统一信息抽取(UIE)旨在使用单个模型或框架完成所有信息抽取任务。虽然之前的工作主要集中在使用构建数据集对大型语言模型(LLMs)进行指令微调,但这些方法需要大量的计算资源,并且很难将到新的任务上进行泛化。为了克服这些限制,我们提出了RUIE(基于检索的统一信息抽取)框架,该框架利用上下文学习来加速泛化,同时降低计算成本。RUIE的关键挑战是选择对LLM最有益的演示,有效地处理多样IE任务。为了实现这一目标,我们将LLM对候选演示的偏好集成到模型中,并设计了一个关键词增强的奖励模型,以捕捉查询和演示之间的微细关系。然后通过对比学习和对称性传播训练 bi-encoder 检索器 for UIE。据我们所知,RUIE是第一个可训练的 UIE 检索框架。在 8 个有代表性的数据集上的实验结果表明,RUIE在泛化到未见任务方面非常有效,平均 F1 分数和改进分别为 19.22 和 3.13,相对于指令微调方法和其他检索器。进一步的分析证实了RUIE对不同大小LLM的适应性以及其关键组件的重要性。
https://arxiv.org/abs/2409.11673
Generalized Category Discovery (GCD) aims to classify inputs into both known and novel categories, a task crucial for open-world scientific discoveries.
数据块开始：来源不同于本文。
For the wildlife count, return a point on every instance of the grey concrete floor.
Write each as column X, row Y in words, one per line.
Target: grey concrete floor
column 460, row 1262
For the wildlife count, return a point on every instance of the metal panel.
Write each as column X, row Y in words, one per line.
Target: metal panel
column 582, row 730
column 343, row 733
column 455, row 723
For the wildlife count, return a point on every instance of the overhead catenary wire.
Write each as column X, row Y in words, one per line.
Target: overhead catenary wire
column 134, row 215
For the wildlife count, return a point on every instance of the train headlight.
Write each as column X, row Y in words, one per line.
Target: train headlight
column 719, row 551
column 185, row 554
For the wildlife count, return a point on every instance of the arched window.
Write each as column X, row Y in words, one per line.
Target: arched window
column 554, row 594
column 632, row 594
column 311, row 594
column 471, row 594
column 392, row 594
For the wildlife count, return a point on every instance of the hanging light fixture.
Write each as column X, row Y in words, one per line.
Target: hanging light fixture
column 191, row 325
However, current GCD methods are limited to unimodal data, overlooking the inherently multimodal nature of most real-world data. In this work, we extend GCD to a multimodal setting, where inputs from different modalities provide richer and complementary information. Through theoretical analysis and empirical validation, we identify that the key challenge in multimodal GCD lies in effectively aligning heterogeneous information across modalities. To address this, we propose MM-GCD, a novel framework that aligns both the feature and output spaces of different modalities using contrastive learning and distillation techniques. MM-GCD achieves new state-of-the-art performance on the UPMC-Food101 and N24News datasets, surpassing previous methods by 11.5\% and 4.7\%, respectively.
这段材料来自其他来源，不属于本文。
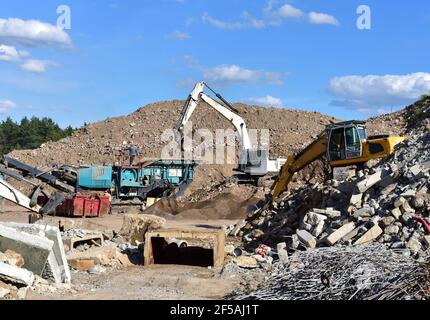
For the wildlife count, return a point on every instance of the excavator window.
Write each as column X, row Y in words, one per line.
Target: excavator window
column 345, row 143
column 337, row 142
column 353, row 143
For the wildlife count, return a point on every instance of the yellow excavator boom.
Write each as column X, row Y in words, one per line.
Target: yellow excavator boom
column 296, row 163
column 371, row 148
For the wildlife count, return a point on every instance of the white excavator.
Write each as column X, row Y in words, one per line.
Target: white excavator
column 12, row 194
column 255, row 165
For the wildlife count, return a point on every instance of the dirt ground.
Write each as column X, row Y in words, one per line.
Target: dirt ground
column 165, row 282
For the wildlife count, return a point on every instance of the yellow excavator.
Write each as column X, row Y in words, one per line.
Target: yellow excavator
column 345, row 144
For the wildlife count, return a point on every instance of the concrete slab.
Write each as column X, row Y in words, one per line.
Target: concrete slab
column 369, row 236
column 34, row 248
column 340, row 233
column 16, row 275
column 57, row 259
column 216, row 239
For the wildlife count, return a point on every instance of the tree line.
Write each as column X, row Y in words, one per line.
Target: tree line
column 29, row 133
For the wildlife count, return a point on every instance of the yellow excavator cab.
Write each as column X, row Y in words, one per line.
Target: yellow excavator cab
column 348, row 144
column 345, row 144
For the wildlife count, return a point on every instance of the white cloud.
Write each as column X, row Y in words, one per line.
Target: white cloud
column 288, row 11
column 322, row 18
column 37, row 66
column 271, row 16
column 267, row 101
column 190, row 21
column 6, row 105
column 16, row 31
column 179, row 35
column 247, row 21
column 227, row 74
column 9, row 53
column 372, row 91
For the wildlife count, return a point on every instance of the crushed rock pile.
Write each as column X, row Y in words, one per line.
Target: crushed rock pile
column 389, row 203
column 347, row 273
column 106, row 141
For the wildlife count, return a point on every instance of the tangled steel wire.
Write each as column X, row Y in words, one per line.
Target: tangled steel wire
column 347, row 273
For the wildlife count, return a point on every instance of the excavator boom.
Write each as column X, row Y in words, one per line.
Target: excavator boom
column 314, row 151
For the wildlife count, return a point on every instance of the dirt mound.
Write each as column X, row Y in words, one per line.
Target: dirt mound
column 223, row 206
column 105, row 141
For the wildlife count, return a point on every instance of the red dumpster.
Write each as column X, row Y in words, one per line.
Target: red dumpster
column 85, row 205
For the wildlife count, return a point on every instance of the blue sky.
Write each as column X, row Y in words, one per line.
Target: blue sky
column 120, row 55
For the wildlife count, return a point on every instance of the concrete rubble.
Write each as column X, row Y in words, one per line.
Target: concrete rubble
column 388, row 203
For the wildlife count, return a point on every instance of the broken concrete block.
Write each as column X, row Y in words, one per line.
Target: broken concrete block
column 332, row 214
column 57, row 262
column 320, row 211
column 100, row 255
column 34, row 249
column 306, row 238
column 15, row 275
column 315, row 219
column 387, row 181
column 22, row 293
column 370, row 235
column 135, row 226
column 396, row 213
column 392, row 230
column 399, row 202
column 316, row 232
column 14, row 259
column 387, row 221
column 427, row 241
column 409, row 193
column 364, row 212
column 407, row 208
column 4, row 292
column 388, row 189
column 229, row 249
column 416, row 169
column 414, row 245
column 340, row 233
column 370, row 181
column 246, row 262
column 406, row 217
column 356, row 199
column 81, row 265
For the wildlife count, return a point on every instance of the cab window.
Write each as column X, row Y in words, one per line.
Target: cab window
column 353, row 143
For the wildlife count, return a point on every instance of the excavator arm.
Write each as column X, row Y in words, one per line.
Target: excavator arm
column 294, row 163
column 225, row 109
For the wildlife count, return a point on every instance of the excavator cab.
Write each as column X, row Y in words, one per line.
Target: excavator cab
column 348, row 144
column 346, row 140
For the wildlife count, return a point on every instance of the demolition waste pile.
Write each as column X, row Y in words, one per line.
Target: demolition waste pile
column 365, row 237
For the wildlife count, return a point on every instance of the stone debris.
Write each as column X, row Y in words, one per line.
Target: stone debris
column 357, row 211
column 345, row 273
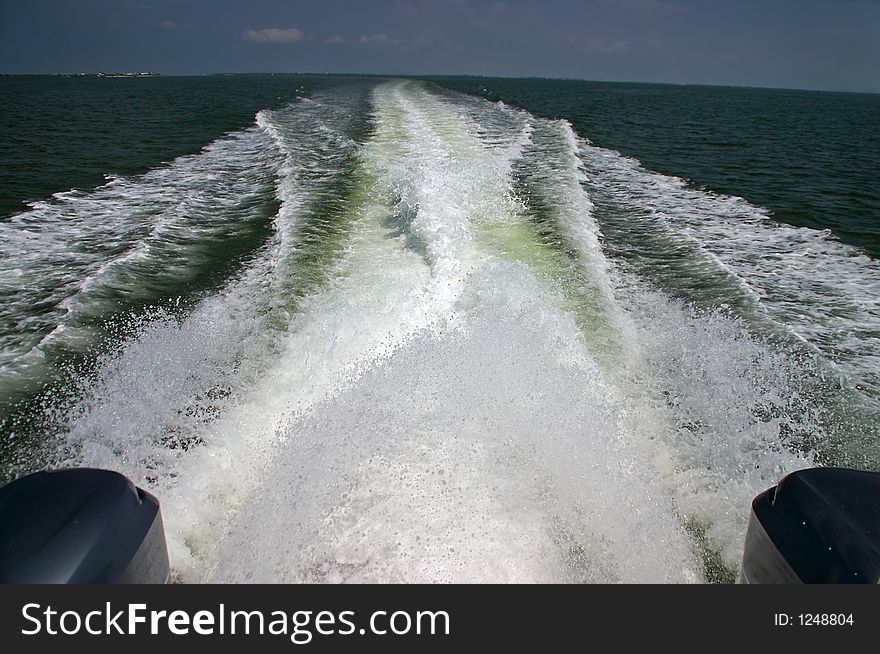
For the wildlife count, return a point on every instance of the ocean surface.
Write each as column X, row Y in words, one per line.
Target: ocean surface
column 453, row 329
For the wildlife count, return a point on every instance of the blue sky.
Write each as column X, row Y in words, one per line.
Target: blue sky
column 813, row 44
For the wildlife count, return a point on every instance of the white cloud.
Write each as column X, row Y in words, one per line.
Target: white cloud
column 274, row 35
column 374, row 39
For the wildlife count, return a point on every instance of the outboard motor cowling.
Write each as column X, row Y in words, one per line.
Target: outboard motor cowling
column 80, row 526
column 820, row 525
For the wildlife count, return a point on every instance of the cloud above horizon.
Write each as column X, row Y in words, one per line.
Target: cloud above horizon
column 274, row 35
column 822, row 44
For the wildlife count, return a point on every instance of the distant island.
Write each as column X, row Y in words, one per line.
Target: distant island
column 115, row 74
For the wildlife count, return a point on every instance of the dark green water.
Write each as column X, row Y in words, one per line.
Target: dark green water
column 61, row 133
column 813, row 158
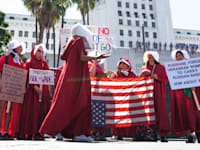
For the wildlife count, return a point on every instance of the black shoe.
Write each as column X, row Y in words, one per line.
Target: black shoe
column 198, row 136
column 163, row 139
column 6, row 136
column 191, row 139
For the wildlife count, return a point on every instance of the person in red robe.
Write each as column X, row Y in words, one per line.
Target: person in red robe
column 157, row 72
column 70, row 112
column 182, row 108
column 9, row 120
column 124, row 71
column 37, row 98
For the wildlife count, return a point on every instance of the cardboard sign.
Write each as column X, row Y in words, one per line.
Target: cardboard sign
column 183, row 74
column 13, row 84
column 42, row 77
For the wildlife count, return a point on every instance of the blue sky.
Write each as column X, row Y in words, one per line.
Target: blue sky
column 185, row 13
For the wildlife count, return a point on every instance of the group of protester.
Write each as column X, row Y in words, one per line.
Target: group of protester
column 69, row 114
泛化类别发现(GCD)旨在将输入分为已知和新的类别,这对开放世界科学发现至关重要。然而,当前的GCD方法仅限于单模态数据,忽视了大多数现实数据固有的多模态性质。在本文中,我们将GCD扩展到多模态环境中,其中来自不同模态的输入提供更多的信息和互补信息。通过理论分析和实证验证,我们确定多模态GCD中的关键挑战在于有效地在模态之间对异质信息进行对齐。为解决这一挑战,我们提出了MM-GCD,一种使用对比学习和技术分解来对不同模态的特征和输出空间进行对齐的新框架。MM-GCD在UPMC-Food101和N24News数据集上实现了与之前方法相比分别11.5%和4.7%的突破性成绩。
https://arxiv.org/abs/2409.11624
The Forward-Forward (FF) algorithm is a recent, purely forward-mode learning method, that updates weights locally and layer-wise and supports supervised as well as unsupervised learning. These features make it ideal for applications such as brain-inspired learning, low-power hardware neural networks, and distributed learning in large models. However, while FF has shown promise on written digit recognition tasks, its performance on natural images and time-series remains a challenge. A key limitation is the need to generate high-quality negative examples for contrastive learning, especially in unsupervised tasks, where versatile solutions are currently lacking. To address this, we introduce the Self-Contrastive Forward-Forward (SCFF) method, inspired by self-supervised contrastive learning. SCFF generates positive and negative examples applicable across different datasets, surpassing existing local forward algorithms for unsupervised classification accuracy on MNIST (MLP: 98.7%), CIFAR-10 (CNN: 80.75%), and STL-10 (CNN: 77.3%). Additionally, SCFF is the first to enable FF training of recurrent neural networks, opening the door to more complex tasks and continuous-time video and text processing.
前馈-前馈(FF)算法是一种最近提出、完全朝前学习的算法,它通过局部和层级的更新来更新权重,并支持监督学习和无监督学习。这些特点使得它非常适合应用于诸如类脑学习、低功耗硬件神经网络和大模型分布式学习等应用。然而,尽管FF在书面数字识别任务上已经表现出良好的前景,但在自然图像和时间序列上的表现仍然具有挑战性。一个关键的限制是生成高质量的反例来进行对比学习,特别是在无监督任务中,目前还缺乏多样化的解决方案。为了解决这个问题,我们引入了自监督前馈-前馈(SCFF)方法,灵感来自自监督对比学习。SCFF生成适用于各种数据集的反例,超过了现有局部前馈算法的无监督分类准确率(MNIST:98.7%,CIFAR-10:80.75%,STL-10:77.3%)。此外,SCFF是第一个使FF训练循环神经网络成为可能,为更复杂任务和连续时间视频和文本处理打开了大门。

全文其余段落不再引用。